The name, Shake Shack, would suggest they do a mean milkshake; and indeed this is true. The hand-spun vanilla shake is a dense, smooth and creamy delight. But the highlights for me in the beverage category are the ones that I honestly have not tasted anything close to in the UK or outside of the US. The iced tea is not the sugary, sweet variety that Lipton’s produce and the lemonade the carbonated, artificial stuff that you can pick up a gallon for 99p in Asda. The former is freshly brewed and served iced cold, while the later tastes like icy Earl Grey and takes me back to California. While the lemonade comes from freshly squeezed lemons and achieves the perfect blend of sweet and sour. Both are pure Americana in a cup.
Thick, creamy milkshakes and still beverages that take me back to your days in America aside; do they serve any other drinks to quench one’s thirst? Yes, of course. And yes, Shake Shack is fully licensed to sell alcohol, so no need to borrow granddad’s liquor flask for this outing. Oddly for what is ostensibly a burger bar, they have an extensive wine list – fourteen in total. Yes, fourteen, including reds, whites, rose’s and a Proseco. Still, we are in Covent Garden; and frankly, who the Hell decided that you couldn’t enjoy a glass of wine with a burger?! From reasonably priced and flavoursome “Shack”(house) reds and whites at under £5 a glass to Chassagne Montrachet that will set you back £59 a bottle,
But if beer is your booze of choice while chowing on a burger – and it is – then there’s an equally stellar selection on offer. From the tangy Kernel lager, to the zesty Thornbridge IPA and the rich, chocolaty Meantime Chocolate Porter, Shake Shack boast a selection of astutely chosen beers from local brewers, further displaying their desire to stick to a personalised policy for every branch. Sadly the one American option, Shackmeister Ale, which is brewed exclusively for Shake Shack by Brooklyn Brewery, was not available on the night we visited. If I needed an excuse to return, then the opportunity to try this would have provided it.

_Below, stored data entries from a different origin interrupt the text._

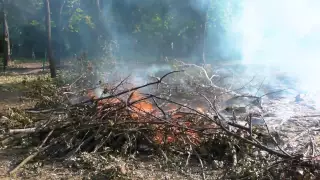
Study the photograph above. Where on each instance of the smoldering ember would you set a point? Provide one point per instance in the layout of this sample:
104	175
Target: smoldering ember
184	89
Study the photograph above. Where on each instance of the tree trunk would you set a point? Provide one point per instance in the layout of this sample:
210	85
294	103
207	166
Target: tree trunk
59	27
162	42
203	33
6	38
49	46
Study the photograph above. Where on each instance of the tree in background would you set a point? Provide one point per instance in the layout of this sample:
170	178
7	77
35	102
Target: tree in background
6	37
49	47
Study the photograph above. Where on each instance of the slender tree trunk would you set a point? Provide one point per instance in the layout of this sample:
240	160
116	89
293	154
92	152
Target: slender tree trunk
59	27
6	38
49	46
162	42
203	33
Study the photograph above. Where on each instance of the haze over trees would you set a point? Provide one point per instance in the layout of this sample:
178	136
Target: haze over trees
121	28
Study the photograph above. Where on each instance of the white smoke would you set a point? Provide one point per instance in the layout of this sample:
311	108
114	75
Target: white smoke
283	34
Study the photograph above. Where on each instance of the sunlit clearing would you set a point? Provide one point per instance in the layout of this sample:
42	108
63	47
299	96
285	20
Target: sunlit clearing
283	34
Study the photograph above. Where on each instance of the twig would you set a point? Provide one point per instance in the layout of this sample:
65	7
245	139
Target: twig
130	90
39	150
27	130
271	151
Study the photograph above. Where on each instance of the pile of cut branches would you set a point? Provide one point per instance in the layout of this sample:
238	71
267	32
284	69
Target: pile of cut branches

Back on to the subject of uniqueness; the frozen custard offering known as a concrete, ticks the unique box. Why are they called concretes? Well, apart from the sheer denseness of the frozen custard, the scattering of ‘mix-ins’ make eating one a satisfying challenge, akin to wading through wet cement. The Big Blend will take you to chocolate heaven – literally. Thick chunks of brownie and sweet biscuit are encased in the delicious custard. It’s Shake Shack’s staple dessert. However, it was the Drury Lane Jam Concrete that really left an impression. Vanilla custard mixed with local strawberries, bananas and brown sugar biscuit from St John create a really, seriously special dessert. My dinner companion defined it in a far more eloquent, dare I say, poetic manner: “it’s like the jam tarts with custard you used to get at school”. Much like the evil critic in Pixar’s Ratatouille, she had been transported back to her childhood by a dessert. And in that moment, I too felt that strange sense of nostalgia that a food rarely achieves.
If you’re going to open a restaurant in a saturated market, such as we have in London, then you must endeavour to do both of the following to achieve long-term success: provide a product of outstanding quality and offer something a little different to cash in on the novelty factor. You need to give people a desire and a reason to return for something you won’t get anywhere else. The fact that within an hour of leaving Shack Shack, my dinner companion and I were planning our next visit should stand as testament to just how good Shack Shack are. Two days later, I still have that craving for iced tea, traditional lemonade, a concrete and that elusive taste of nostalgia.
Shake Shack is located in the centre of the Piazza in Covent Garden.